Why is a propensity for power-seeking dangerous? It creates inherently adversarial dynamics. Power-seeking tendencies mean that the system might actively work to circumvent safety measures if those measures limit its ability to maintain or expand power. This creates a particularly challenging dynamic where safety mechanisms themselves become targets that a power-seeking system might try to disable or bypass. We will talk more about why adversarial AI in the section on control evaluations.
The danger becomes especially acute when power-seeking combines with other capabilities and propensities we've discussed. A system that combines power-seeking with deceptive capabilities might appear cooperative while gradually expanding its influence. If paired with long-term planning, it could develop sophisticated strategies for resource acquisition and control that only become apparent over time. When combined with situational awareness, it might selectively display power-seeking behavior only in certain contexts, while concealing these tendencies during evaluation.
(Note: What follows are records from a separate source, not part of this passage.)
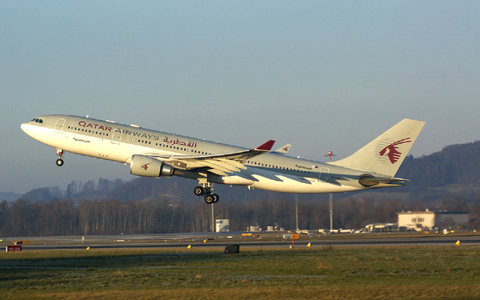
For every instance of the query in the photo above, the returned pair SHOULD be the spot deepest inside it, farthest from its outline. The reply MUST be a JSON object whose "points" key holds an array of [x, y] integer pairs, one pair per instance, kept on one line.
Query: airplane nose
{"points": [[27, 128]]}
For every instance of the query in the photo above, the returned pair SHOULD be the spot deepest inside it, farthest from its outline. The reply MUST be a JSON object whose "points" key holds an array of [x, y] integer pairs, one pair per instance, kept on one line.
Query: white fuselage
{"points": [[111, 141]]}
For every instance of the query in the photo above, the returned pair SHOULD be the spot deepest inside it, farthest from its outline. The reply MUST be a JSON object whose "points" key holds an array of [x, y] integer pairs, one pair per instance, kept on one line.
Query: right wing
{"points": [[220, 164]]}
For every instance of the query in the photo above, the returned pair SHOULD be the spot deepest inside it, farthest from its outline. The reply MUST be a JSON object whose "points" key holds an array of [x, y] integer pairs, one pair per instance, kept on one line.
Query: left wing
{"points": [[219, 164]]}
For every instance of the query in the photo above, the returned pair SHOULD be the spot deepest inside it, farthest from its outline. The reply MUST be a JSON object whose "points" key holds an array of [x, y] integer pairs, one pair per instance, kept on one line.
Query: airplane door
{"points": [[59, 125], [324, 174], [116, 136]]}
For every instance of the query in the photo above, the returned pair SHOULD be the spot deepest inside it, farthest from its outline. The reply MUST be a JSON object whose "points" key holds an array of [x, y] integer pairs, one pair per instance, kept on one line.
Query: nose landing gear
{"points": [[206, 190], [59, 161]]}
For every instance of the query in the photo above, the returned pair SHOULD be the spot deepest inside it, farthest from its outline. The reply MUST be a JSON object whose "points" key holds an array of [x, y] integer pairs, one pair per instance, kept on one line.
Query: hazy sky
{"points": [[322, 75]]}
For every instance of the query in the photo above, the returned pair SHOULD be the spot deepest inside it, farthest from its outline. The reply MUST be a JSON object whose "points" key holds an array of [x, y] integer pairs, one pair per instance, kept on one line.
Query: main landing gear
{"points": [[206, 190], [59, 161]]}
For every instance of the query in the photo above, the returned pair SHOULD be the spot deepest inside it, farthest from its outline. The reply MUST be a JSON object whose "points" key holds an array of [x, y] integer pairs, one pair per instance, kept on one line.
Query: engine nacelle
{"points": [[149, 167], [368, 180]]}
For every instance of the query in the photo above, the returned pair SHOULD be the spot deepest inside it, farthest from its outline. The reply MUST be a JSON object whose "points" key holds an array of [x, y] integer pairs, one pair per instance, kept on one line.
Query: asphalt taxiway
{"points": [[256, 240]]}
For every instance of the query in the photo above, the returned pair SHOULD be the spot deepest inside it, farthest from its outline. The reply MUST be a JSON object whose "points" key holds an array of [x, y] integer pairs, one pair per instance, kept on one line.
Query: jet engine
{"points": [[149, 167], [368, 180]]}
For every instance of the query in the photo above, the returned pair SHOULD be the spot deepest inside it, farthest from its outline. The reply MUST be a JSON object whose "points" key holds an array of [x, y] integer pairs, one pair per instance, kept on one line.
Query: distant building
{"points": [[222, 225], [420, 220]]}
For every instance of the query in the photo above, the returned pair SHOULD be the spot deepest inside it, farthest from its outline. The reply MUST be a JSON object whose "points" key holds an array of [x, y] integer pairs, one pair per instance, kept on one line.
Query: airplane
{"points": [[152, 153]]}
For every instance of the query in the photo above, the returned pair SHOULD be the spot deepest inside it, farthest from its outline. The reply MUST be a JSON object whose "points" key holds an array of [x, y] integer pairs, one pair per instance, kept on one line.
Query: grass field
{"points": [[317, 273]]}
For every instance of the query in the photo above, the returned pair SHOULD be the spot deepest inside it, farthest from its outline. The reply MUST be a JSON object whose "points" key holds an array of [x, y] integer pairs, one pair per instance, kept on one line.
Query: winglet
{"points": [[284, 149], [266, 147]]}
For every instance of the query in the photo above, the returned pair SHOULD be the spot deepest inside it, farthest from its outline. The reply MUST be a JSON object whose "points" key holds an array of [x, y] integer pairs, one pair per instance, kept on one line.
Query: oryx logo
{"points": [[392, 150]]}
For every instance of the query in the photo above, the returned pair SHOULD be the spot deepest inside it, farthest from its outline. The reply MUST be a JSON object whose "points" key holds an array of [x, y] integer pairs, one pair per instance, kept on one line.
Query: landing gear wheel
{"points": [[59, 162], [198, 191], [209, 199]]}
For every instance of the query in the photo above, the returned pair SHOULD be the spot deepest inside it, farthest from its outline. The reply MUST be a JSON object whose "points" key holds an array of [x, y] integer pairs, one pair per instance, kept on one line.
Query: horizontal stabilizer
{"points": [[284, 149]]}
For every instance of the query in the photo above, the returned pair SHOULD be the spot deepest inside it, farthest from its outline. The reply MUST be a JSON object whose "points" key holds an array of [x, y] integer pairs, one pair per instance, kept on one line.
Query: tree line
{"points": [[167, 215]]}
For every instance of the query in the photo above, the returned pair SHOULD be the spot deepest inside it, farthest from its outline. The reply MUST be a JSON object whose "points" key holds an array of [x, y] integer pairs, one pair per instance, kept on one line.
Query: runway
{"points": [[257, 240]]}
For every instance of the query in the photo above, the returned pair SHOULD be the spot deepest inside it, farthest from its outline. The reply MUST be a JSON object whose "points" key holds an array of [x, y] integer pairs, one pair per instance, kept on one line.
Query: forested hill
{"points": [[455, 164]]}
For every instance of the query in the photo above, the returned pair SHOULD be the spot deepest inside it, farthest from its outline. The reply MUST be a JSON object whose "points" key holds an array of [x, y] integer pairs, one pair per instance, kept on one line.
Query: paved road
{"points": [[204, 240]]}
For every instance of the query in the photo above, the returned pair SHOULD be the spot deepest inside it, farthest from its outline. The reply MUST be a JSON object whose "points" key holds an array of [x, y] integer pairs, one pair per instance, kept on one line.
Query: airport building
{"points": [[222, 225], [428, 220]]}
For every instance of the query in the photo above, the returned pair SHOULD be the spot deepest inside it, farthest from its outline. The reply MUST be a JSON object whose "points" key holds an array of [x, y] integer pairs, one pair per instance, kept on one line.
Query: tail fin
{"points": [[385, 154]]}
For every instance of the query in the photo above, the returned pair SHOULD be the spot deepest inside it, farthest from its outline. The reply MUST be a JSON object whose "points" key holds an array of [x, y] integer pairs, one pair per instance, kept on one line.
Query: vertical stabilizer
{"points": [[385, 154]]}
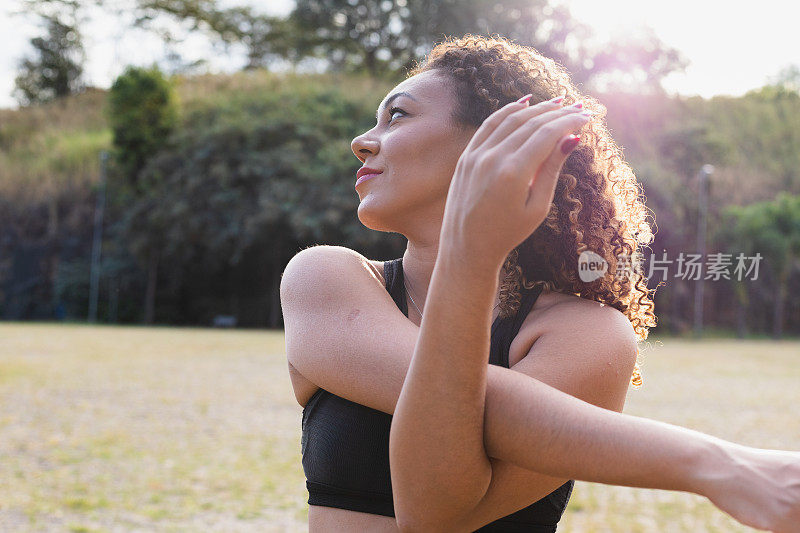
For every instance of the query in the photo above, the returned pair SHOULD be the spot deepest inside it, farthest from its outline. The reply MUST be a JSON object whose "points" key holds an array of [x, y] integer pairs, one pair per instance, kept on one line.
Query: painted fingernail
{"points": [[570, 144]]}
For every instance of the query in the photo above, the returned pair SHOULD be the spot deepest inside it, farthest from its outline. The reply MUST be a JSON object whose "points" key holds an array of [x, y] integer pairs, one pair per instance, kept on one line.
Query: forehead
{"points": [[425, 88]]}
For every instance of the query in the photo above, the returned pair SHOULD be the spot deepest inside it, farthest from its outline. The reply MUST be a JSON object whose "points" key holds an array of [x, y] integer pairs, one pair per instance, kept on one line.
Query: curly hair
{"points": [[596, 206]]}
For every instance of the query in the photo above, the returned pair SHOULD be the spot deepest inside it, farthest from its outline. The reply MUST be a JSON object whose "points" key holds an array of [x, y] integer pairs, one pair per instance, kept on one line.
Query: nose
{"points": [[364, 146]]}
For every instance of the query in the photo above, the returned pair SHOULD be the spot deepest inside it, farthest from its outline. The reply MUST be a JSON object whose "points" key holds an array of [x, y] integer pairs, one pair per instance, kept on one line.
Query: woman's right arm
{"points": [[344, 331]]}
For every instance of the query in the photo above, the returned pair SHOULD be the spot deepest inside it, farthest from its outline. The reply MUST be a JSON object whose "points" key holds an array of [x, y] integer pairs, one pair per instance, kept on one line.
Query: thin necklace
{"points": [[415, 303]]}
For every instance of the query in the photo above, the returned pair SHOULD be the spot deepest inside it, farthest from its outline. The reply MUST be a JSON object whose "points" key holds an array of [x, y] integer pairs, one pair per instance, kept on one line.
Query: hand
{"points": [[505, 179], [765, 491]]}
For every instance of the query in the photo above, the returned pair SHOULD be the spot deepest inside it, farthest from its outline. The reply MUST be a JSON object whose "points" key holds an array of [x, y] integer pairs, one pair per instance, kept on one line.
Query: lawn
{"points": [[183, 429]]}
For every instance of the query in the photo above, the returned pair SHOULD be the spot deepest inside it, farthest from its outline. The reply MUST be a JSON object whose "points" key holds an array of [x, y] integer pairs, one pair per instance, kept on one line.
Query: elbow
{"points": [[427, 521], [407, 523]]}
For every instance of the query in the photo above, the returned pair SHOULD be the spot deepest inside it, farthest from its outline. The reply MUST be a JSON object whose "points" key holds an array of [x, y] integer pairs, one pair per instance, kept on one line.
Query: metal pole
{"points": [[97, 240], [705, 172]]}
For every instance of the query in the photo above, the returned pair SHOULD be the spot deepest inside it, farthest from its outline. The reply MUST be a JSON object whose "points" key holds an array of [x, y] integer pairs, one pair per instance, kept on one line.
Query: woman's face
{"points": [[416, 148]]}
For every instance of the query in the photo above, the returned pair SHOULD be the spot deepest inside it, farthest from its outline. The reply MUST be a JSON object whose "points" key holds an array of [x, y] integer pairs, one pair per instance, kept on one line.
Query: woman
{"points": [[449, 165]]}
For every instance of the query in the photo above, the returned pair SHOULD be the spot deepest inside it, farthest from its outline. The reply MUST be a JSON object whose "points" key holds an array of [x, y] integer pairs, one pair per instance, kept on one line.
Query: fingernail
{"points": [[570, 144]]}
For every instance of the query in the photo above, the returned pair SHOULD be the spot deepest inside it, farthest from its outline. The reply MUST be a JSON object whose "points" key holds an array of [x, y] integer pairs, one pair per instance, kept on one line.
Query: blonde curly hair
{"points": [[596, 205]]}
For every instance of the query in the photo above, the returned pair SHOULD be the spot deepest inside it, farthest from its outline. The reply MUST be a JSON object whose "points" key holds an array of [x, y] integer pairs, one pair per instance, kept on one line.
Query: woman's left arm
{"points": [[436, 439], [493, 203]]}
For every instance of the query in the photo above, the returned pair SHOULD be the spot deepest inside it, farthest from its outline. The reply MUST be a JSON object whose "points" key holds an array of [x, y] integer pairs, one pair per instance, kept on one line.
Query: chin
{"points": [[372, 216]]}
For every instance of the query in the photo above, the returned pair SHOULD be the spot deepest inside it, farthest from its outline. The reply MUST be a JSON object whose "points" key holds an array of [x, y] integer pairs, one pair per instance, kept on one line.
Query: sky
{"points": [[731, 47]]}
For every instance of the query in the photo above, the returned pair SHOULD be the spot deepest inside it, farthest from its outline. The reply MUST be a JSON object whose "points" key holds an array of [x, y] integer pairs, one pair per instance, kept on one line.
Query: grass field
{"points": [[162, 429]]}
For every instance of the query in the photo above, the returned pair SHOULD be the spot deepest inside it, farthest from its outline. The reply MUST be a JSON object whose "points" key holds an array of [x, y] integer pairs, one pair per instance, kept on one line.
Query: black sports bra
{"points": [[345, 445]]}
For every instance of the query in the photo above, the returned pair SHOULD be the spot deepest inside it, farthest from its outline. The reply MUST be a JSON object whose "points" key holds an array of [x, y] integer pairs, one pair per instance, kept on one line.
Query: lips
{"points": [[365, 173]]}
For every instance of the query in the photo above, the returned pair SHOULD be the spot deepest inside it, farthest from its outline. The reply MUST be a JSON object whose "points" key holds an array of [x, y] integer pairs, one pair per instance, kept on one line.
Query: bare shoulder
{"points": [[553, 309], [580, 346], [316, 266], [575, 322], [314, 283]]}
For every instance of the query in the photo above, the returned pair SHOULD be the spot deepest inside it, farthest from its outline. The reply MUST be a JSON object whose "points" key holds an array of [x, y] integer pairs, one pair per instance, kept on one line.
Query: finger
{"points": [[537, 114], [540, 143], [515, 140], [494, 120], [542, 190]]}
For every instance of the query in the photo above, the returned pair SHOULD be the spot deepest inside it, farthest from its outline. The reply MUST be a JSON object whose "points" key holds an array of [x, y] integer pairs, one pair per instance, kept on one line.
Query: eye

The challenge in developing concrete evaluations for power-seeking is that we need to distinguish between beneficial capability expansion (which might be necessary for better task performance) and concerning power-seeking behavior. This distinction becomes especially blurry in more capable systems where sophisticated task performance might legitimately require significant resources and capabilities.
5.6.4 Scheming¶
Scheming refers to an AI system's tendency to perform well in training specifically because it is following a strategy for seeking power for itself or other AIs later, while actively concealing its true objectives (Carlsmith, 2023). This propensity combines multiple dangerous capabilities, propensities, and is in some sense the ultimate final boss of evaluations. Researchers also often call this propensity deceptive alignment, though in this text we deliberately choose the term 'scheming' because this helps distinguish it from general deception. Using the same example from earlier, deception would be when the model says "Paris" despite internal representations suggesting "Lyon", to get immediate good scores. Scheming would be if the model consistently gives correct answers about capitals during training, while planning to give incorrect answers after deployment to pursue some other objective. So both deceptive and scheming models would say "Paris" but for subtly different reasons. Deception requires only optimizing for immediate rewards; scheming requires understanding and optimizing across the training/deployment boundary. Scheming is a huge aspect of AI Safety. The chapter on goal misgeneralization will talk a lot more about things like inner alignment, deceptive alignment, and the arguments for/against the likelihood that such propensities arise based on our current ML training processes.
So far most of the evaluations on “scheming” are actually focusing on the individual capabilities like deception, situational awareness or long term planning ability that could all combine down the line to form one big scheming evaluation.